Zac Evans

Personal information
- Full name: Zacharia Douglas Evans
- Date of birth: 3 June 1991 (age 35)
- Place of birth: Presteigne, Wales
- Position: Midfielder

Youth career
- 2009–2010: Cardiff City

Senior career*
- Years: Team / Apps / (Gls)
- 2010–2011: Hereford United / 0 / (0)
- 2011–2014: Newtown / 35 / (9)
- 2014–?: Bath City

= Zac Evans =

Welsh footballer (born 1991)

Zacharia Douglas Evans (born 3 May 1991) is a Welsh footballer who plays as a midfielder for Newtown.

==Playing career==
Evans was a hot prospect in the Welsh region wanted by clubs such as Newcastle, Manchester City and others after his performances as a youngster caught the eye of a host of top flight clubs.
On 13 August 2010, Presteigne-born Evans joined Hereford United of League Two on a one-year deal.
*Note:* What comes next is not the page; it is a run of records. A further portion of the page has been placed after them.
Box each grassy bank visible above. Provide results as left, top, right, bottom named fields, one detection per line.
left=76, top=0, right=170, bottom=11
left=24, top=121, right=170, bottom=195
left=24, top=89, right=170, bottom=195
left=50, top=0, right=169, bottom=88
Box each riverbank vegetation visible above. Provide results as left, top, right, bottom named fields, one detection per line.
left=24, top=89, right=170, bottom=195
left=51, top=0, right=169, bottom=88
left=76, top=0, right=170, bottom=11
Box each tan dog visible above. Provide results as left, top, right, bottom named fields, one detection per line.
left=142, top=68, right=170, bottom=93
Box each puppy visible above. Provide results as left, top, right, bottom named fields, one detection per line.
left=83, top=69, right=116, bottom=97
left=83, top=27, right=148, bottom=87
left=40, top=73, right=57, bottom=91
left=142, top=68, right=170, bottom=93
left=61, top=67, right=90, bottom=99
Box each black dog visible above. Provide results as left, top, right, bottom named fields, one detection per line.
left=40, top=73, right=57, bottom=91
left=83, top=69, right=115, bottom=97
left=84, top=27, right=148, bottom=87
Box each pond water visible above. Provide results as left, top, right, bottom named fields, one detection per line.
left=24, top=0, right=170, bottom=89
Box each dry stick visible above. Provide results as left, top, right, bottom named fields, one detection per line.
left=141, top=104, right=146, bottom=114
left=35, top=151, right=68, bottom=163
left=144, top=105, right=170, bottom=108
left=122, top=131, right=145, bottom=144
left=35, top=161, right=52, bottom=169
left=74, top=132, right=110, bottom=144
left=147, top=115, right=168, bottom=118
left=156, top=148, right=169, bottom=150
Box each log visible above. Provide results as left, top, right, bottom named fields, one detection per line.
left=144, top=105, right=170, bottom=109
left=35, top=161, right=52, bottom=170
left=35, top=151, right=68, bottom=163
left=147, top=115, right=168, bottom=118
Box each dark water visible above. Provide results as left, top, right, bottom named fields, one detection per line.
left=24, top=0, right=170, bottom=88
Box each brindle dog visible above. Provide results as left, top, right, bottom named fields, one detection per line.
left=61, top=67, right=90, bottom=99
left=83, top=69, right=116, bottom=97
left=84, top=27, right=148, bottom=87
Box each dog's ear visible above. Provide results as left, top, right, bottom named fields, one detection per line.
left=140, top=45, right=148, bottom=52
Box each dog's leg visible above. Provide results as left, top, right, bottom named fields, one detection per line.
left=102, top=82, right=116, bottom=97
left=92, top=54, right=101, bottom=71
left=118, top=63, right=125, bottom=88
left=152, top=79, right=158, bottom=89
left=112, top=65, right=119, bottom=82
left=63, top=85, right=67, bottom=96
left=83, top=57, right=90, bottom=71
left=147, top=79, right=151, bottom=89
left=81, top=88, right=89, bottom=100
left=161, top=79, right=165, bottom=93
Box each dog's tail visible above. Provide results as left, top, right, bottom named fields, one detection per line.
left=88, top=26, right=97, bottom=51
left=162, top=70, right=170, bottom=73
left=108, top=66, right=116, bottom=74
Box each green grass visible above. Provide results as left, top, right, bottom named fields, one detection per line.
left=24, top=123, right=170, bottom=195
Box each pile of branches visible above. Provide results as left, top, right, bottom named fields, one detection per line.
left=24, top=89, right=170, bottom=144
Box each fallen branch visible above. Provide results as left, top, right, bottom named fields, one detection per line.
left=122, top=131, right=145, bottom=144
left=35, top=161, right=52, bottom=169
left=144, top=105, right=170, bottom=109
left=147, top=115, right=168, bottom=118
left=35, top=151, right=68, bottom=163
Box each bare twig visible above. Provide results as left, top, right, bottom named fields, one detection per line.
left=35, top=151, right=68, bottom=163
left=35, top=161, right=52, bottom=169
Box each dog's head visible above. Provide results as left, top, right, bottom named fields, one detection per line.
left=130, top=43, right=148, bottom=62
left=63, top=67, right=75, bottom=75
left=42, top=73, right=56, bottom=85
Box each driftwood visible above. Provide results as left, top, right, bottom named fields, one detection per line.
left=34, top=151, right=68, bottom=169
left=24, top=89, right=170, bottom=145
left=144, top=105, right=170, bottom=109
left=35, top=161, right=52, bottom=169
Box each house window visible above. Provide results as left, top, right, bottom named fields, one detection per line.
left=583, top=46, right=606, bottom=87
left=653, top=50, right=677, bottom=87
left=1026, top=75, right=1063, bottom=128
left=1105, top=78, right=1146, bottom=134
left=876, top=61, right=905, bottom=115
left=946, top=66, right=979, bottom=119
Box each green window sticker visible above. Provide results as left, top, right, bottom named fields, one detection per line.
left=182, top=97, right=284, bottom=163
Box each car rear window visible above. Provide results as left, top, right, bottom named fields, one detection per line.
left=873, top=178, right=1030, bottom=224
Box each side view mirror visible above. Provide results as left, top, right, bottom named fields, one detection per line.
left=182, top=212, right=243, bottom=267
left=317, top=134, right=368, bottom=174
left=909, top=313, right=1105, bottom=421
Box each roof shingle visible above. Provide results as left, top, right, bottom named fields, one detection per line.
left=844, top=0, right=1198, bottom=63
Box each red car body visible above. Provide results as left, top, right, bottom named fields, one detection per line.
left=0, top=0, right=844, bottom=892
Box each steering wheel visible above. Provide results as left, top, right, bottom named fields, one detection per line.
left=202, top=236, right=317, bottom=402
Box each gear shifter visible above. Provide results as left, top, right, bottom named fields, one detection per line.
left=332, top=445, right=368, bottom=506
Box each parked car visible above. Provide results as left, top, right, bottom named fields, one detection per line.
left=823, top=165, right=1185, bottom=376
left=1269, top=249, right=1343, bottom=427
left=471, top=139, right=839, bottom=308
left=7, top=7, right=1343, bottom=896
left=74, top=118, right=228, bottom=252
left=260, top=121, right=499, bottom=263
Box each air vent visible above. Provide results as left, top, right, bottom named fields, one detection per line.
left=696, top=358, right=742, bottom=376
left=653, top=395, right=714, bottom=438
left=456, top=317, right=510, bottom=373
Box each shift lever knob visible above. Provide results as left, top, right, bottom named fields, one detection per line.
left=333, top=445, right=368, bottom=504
He made his debut in the Football League Trophy second round 3–0 defeat by Exeter City on 5 October 2010, replacing Richard Rose on 56 minutes but was released in January 2011.

Evans joined Welsh Premier League club Newtown towards the end of the 2009–2010. He failed to score his first goal for Newtown. Saturday 17 December 2011 as a penalty against Airbus UK in a Welsh Premier League match.